# Problème ibook



## ionnette83 (15 Décembre 2009)

Bonjour,

Je viens de faire l'acquisition d'un ibook G4 sur ebay mais étant novice sur Mac j'ai beaucoup de mal!!!
Mon premier problème est sur Safari. Lorsque que j'ouvre une page google par exemple tout va bien par contre lorsque que je souhaite aller voir mes mails sur gmail Safari indique que la page ne peut pas s'ouvrir car il ne parvient pas à ouvrir de connexion sécurisée.
Est-ce quelqu'un peut me dire comment régler cela?
Mon deuxième problème concerne Flash player.
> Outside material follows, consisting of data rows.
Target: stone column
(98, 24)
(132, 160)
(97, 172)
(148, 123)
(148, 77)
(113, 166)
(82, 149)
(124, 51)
Lorsque je suis sur internet, l'ordinateur m'indique ne pas pouvoir ouvrir certaines applications car ma versions de flash player est trop peu puissante alors j'ai essayer de télécharger d'autres versions mais aucune n'est compatible!
Mon dernier problème pour l'instant est itunes. J'avais un Pc avant et ma bibliothèque itunes est sur mon pc comment faire pour la transférer sur le ibook sans perdre mes données?

Merci d'avance à ceux qui pourront m'apporter des réponses.


----------



## tsss (16 Décembre 2009)

quelle version MAc Os est installée sur ton ibook ?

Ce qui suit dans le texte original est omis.